Une manifestation des employés de Revenu Québec en avril dernier

Les syndiqués de Revenu Québec comptent sur la CAQ

En grève illimitée de soir et de fin de semaine, les employés de Revenu Québec sont confiants que le nouveau gouvernement de la Coalition avenir Québec (CAQ) reconnaisse leur expertise dans la lutte à l’évasion fiscale et aux paradis fiscaux.

«On s’attend à ce que les bottines suivent les babines», soumet Richard Perron, président du Syndicat de professionnelles et professionnels du gouvernement du Québec (SPGQ).

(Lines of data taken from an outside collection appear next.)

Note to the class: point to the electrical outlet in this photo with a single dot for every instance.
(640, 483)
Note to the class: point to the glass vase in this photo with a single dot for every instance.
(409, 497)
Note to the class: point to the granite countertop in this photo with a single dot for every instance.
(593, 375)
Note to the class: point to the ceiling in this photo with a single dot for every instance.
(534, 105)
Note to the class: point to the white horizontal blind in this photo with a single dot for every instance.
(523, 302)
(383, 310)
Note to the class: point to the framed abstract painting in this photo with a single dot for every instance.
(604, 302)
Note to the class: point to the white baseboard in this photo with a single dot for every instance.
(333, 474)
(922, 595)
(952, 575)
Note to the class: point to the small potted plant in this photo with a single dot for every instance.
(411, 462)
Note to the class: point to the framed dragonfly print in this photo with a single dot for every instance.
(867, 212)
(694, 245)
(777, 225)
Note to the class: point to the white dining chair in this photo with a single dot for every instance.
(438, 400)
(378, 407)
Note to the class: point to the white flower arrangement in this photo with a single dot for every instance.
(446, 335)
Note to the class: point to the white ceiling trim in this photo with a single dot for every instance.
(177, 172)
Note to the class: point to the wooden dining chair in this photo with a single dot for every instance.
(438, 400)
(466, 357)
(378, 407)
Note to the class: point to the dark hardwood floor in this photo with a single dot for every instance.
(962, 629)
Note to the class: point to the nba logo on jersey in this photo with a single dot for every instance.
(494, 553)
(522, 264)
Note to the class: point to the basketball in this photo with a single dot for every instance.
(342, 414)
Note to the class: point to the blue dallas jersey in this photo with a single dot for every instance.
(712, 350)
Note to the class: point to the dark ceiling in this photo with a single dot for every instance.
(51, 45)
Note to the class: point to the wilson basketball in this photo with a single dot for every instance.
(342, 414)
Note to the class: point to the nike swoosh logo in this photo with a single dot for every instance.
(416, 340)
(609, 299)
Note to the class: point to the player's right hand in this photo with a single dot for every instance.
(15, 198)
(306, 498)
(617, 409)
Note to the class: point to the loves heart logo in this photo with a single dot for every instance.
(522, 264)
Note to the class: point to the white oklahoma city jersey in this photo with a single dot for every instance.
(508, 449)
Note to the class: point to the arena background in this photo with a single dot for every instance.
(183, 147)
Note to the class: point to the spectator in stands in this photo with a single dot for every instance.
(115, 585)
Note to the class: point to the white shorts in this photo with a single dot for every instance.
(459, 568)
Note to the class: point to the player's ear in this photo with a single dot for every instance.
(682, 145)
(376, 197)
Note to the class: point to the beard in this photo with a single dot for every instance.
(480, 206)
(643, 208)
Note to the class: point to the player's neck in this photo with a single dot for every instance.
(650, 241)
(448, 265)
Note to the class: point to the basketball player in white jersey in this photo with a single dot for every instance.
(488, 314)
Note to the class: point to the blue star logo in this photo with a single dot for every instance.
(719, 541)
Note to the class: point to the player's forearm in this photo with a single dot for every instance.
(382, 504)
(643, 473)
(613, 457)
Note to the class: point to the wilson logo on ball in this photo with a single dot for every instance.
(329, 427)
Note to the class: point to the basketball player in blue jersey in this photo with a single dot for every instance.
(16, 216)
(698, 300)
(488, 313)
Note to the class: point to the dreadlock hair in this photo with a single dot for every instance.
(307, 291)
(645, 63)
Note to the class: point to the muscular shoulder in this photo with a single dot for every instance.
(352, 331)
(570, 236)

Les élus de la CAQ ont plusieurs fois réclamé ces dernières années un maintien de l’expertise au sein du gouvernement, notamment en informatique. M. Perron croit que le gouvernement a «une belle occasion» de démontrer qu’il tient à cette expertise en s’entendant avec les employés de Revenu Québec. 

Plusieurs manifestations auront lieu sur l’heure du lunch dans huit villes du Québec mercredi. Les 4600 professionnels de Revenu Québec feront du bruit afin d’obtenir de meilleures conditions de travail, eux qui sont sans convention collective depuis trois ans. 

«En période de rareté de la main-d’œuvre, il est crucial que le gouvernement du Québec se donne les moyens de contrer les paradis fiscaux. Parce qu’il faut récupérer les sommes qui servent à payer nos services publics», plaide M. Perron. 

Le leader syndical explique que les équipes de comptables et d’analystes en procédés informatiques qui enquêtent sur les revenus que les grandes entreprises cachent au gouvernement développent une expertise «très pointue» qu’il ne faut pas laisser filer.  

À l’heure actuelle toutefois, ces travailleurs sont tentés de faire le saut au privé ou à l’Agence du revenu du Canada, où ils peuvent gagner un salaire jusqu’à 40 % plus élevé, selon M. Perron. «L’Agence du revenu du Québec, c’est devenu le club-école de l’Agence du revenu du Canada. Il faut arrêter cette saignée-là.»

Le président du SPGQ explique que ses membres sont «extrêmement vexés, voire insultés» de ne pas avoir obtenu ce qu’on leur avait fait miroiter en 2011, soit de meilleurs salaires que dans le reste de la fonction publique québécoise. 


« L’Agence du revenu du Québec, c’est devenu le club-école de l’Agence du revenu du Canada. Il faut arrêter cette saignée-là »
Richard Perron, président du Syndicat de professionnelles et professionnels du gouvernement du Québec (SPGQ)

En 2011, le ministère du Revenu est devenu une agence. Ses employés ont perdu leur mobilité au sein de la fonction publique, en échange de quoi ils devaient être traités différemment.

M. Perron est confiant toutefois de voir le gouvernement Legault agir rapidement dans ce dossier. «On n’a pas de raison de croire que le gouvernement veuille se défiler.»

En 2015, le député caquiste Éric Caire, aujourd’hui ministre délégué à la Transformation numérique gouvernementale, a accouché d’un pacte de responsabilité «pour un État moderne et efficace». Dans ce rapport, il suggérait de rémunérer davantage les employés dont l’expertise est indispensable à l’État, par exemple en matière de technologies de l’information. 

La CAQ a aussi appuyé en 2017 un rapport de la Commission des finances publiques qui visait à mieux lutter contre les paradis fiscaux. L’une des recommandations était d’octroyer des «ressources humaines, financières et matérielles additionnelles nécessaires à l’Agence du revenu du Québec pour renforcer les vérifications». 

La grève de soir et de fin de semaine des professionnels de Revenu Québec a commencé le 30 octobre. Des moyens de pression «plus lourds» pourraient être utilisés si les syndiqués ne parviennent pas à s’entendre avec le gouvernement.